Breeding of dry storage onion for the last 60 years largely focused on production of inbred lines for creation of hybrid varieties after Jones and Clarke (1943) and Jones and Davis (1944) outlined how the cytoplasmic male sterility system could be used for large-scale production of hybrid seed. Hybrids were rapidly adopted by growers as a result of their significant increase in marketable yield as well as greater uniformity for horticultural traits compared with standard open-pollinated onion varieties (Dowker and Gordon, 1983; Evoor et al., 2007; Hosfield et al., 1977; Joshi and Tandon, 1976).
Creation of superior onion hybrids depends on the development of high-quality, fecund inbred lines to use as parents. These lines must be sufficiently inbred, because commercially acceptable hybrids must be uniform for critical horticultural traits such as bulb size, bulb shape, and days to maturity. This uniformity is achieved by increasing the homozygosity of the inbred parent lines through cycles of self-pollination. However, like many cross-pollinated crops, onions suffer from severe inbreeding depression when self-pollinated for several generations (Bohanec, 2002). Inbreeding depression reduces plant vigor, bulb size, and therefore seed production.
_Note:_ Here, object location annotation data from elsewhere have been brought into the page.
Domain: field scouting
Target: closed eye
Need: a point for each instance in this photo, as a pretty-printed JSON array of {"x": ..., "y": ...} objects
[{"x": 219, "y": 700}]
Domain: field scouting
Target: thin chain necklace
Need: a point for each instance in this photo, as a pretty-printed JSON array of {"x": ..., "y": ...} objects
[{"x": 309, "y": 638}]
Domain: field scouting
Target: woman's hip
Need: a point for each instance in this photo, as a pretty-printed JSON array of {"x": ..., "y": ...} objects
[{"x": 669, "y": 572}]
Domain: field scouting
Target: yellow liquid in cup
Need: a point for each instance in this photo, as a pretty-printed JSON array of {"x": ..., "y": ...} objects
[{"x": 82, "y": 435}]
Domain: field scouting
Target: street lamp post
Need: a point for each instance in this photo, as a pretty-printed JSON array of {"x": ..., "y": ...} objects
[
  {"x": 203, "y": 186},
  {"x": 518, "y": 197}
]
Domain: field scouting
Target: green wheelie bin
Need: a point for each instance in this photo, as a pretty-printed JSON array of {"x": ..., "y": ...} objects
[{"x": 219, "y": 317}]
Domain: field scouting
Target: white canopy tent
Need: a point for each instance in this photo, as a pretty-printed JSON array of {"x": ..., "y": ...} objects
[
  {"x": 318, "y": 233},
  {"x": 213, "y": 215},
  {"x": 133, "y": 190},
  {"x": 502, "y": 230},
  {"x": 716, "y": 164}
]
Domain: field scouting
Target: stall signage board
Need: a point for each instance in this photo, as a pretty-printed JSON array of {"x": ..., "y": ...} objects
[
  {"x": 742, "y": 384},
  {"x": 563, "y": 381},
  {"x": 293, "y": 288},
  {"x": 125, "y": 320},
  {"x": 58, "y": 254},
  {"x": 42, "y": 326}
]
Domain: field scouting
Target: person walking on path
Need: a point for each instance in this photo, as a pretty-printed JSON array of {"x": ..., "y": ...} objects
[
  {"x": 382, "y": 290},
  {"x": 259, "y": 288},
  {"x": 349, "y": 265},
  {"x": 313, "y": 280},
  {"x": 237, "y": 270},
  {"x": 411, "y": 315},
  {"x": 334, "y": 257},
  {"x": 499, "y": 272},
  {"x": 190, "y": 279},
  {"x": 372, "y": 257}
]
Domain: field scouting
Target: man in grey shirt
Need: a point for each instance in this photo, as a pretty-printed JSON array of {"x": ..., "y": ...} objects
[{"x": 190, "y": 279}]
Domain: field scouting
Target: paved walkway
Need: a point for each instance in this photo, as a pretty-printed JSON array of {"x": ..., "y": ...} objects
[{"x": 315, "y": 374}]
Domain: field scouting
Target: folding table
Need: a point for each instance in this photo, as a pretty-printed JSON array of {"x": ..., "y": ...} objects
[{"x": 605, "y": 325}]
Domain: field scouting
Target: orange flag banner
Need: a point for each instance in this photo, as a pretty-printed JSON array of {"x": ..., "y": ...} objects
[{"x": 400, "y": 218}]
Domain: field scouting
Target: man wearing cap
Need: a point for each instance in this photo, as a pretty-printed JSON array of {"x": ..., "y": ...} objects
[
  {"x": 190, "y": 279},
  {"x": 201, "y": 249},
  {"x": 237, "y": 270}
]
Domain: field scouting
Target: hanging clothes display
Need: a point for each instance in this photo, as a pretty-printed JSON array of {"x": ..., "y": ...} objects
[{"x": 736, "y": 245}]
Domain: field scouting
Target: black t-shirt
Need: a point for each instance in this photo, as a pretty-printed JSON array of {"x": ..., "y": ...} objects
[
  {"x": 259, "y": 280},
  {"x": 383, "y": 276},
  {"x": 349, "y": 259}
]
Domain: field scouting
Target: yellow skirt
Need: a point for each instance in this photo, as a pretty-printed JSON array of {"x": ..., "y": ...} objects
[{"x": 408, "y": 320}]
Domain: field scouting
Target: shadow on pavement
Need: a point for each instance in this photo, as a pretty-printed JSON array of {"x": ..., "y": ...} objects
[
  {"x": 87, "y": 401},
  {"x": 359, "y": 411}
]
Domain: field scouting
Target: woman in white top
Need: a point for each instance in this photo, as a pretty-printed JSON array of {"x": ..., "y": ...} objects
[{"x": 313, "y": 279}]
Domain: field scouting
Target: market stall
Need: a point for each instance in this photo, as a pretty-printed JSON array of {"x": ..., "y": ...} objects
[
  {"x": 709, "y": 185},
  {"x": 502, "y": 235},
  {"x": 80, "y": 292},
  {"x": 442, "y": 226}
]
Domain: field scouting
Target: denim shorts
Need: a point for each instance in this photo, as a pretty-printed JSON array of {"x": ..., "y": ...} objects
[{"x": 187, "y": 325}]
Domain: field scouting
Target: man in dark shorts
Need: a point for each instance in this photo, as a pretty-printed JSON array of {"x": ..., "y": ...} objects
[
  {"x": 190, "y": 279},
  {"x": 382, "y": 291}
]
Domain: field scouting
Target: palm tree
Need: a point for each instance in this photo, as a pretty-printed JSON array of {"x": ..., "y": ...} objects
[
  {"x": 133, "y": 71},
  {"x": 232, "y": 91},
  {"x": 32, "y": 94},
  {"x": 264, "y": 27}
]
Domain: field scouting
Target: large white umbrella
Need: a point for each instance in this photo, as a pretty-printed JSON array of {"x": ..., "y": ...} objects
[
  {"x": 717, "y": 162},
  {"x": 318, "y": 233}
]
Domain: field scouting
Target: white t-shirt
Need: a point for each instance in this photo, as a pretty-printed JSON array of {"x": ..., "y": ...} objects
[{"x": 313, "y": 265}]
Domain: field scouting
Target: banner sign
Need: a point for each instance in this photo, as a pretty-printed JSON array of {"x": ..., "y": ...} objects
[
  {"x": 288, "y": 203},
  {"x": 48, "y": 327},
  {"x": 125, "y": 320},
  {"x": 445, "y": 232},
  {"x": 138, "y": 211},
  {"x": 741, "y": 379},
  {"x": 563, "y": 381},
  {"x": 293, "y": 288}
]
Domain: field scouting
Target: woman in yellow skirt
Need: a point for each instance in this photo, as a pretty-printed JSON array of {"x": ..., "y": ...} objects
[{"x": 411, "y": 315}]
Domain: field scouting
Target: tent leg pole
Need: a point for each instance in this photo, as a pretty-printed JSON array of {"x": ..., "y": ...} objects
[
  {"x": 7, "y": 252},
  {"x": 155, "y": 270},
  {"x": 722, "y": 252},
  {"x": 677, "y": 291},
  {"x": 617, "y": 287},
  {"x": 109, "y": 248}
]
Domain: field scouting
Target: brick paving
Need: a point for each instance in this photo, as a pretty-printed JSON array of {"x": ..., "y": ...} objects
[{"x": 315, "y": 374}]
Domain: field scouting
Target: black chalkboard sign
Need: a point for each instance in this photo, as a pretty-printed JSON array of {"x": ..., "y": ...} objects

As a result, the negative impact of inbreeding depression reduces the number of cycles of inbreeding possible while maintaining lines that are sufficiently vigorous to produce hybrid seed on the scale required for commercial onion seed sales (Bohanec, 2002). Therefore, the inability to repetitively self-pollinate a line greatly reduces a breeder’s ability to create uniform highly inbred lines (Alan et al., 2004; Bohanec, 2002). Any increase in heterozygosity and heterogeneity of the inbred parent lines leads to an increase of non-uniformity of the hybrids (Alan et al., 2004) and can also impede hybrids from reaching their maximal heterotic potential (Bohanec, 2002). The biennial nature of onion and requirement for bulb vernalization before flowering push the seed-to-seed generation time of onion to two years. Therefore, typical selection practices to develop inbred lines using the single-seed descent method takes 10 to 12 years (Bohanec, 2002).
DH lines have been used to accelerate inbred line development in commercial breeding programs of various crops, including rice, maize, rapeseed, tobacco, and barley, as a result of the rapid production time and superior uniformity compared with conventionally bred inbred lines (Bong and Swaminathan, 1995; Maluszynski et al., 2003; Röber et al., 2005). DH plants can be produced in vitro by generating plantlets from gynogenic or androgenic haploid cells. These haploid plantlets either spontaneously double their chromosomes or are chemically stimulated to do so, creating DH plants that are completely homozygous (Maluszynski et al., 2003). Development of homozygous DH onion lines can be much quicker and more cost-effective than conventional breeding procedures (Alan et al., 2003, 2004; Bohanec, 2002).
A series of DH onion lines was produced from diverse, highly heterozygous material in development within the Cornell onion breeding program (Alan et al., 2003, 2004). The objectives of the current study were to evaluate these DH lines individually and to assess their use as males in hybrid combinations in terms of vegetative vigor, bulb quality, and uniformity of horticultural traits for their potential in commercial onion production.